Objectifs et bénéfices escomptés du projet
Décrire les objectifs du projet.
L’objectif de ce projet de recherche est d’identifier des composés chimiques ou biologiques pour le développement de nouveaux médicaments dans le traitement de la maladie du greffon contre l’hôte (Graft versus Host Disease, GvHD). La greffe de cellules souches sanguines est un traitement qui est proposé à des patients souffrant de cancers ou maladies du sang (leucémies, lymphomes etc…).
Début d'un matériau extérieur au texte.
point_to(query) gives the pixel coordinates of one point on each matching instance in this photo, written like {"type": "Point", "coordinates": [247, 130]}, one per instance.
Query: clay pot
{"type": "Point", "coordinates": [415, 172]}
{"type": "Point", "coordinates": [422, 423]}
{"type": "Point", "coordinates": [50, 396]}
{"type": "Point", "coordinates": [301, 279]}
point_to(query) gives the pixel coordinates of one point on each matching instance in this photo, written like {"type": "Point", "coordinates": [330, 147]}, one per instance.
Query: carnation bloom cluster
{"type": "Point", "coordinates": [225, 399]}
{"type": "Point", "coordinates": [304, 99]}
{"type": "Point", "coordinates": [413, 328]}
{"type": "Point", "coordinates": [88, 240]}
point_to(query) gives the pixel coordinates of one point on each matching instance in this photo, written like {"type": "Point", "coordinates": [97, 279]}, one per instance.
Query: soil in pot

Ce traitement consiste à injecter des cellules sanguines provenant d’un donneur sain au patient receveur dont la moelle osseuse a été partiellement ou totalement détruite. Ce transfert de cellules sanguines chez le patient receveur provoque dans 20 à 80 % des cas la maladie dite du greffon contre l’hôte (GVHD). Elle se caractérise par une réaction immunitaire des cellules du donneur envers les tissus du patient receveur. La GVHD se manifeste par deux phases distinctes appelées GVHD aigue et GVHD chronique. Lors de la GVHD aigue, les patients présentent une inflammation des muqueuses intestinales et cutanées. Ces symptômes sont également présents dans la GVHD chronique et sont alors associés à des atteintes au niveau musculaire et pulmonaire. A ce jour, il n’existe aucun traitement de la GVHD. Dans le but de modéliser cette pathologie incurable, des expériences chez le rongeur montrent que l’irradiation sublétale d’une souris recevant de la moelle osseuse provenant d’une souris donneuse provoque une réaction immunitaire caractéristique du développement de la GVHD. Les manifestations chez le rongeur sont très similaires à celles observées chez l’homme et démontrent de la pertinence de ce modèle.
Quels sont les bénéfices susceptibles de découler de ce projet?
Ce projet permettra d’évaluer l’efficacité de nouveaux médicaments dans le traitement de la maladie du greffon contre l’hôte (Graft Versus Host Disease, GVHD), sur une période allant jusqu’à 3 mois.
Nuisances prévues
À quelles procédures les animaux seront-ils soumis en règle générale?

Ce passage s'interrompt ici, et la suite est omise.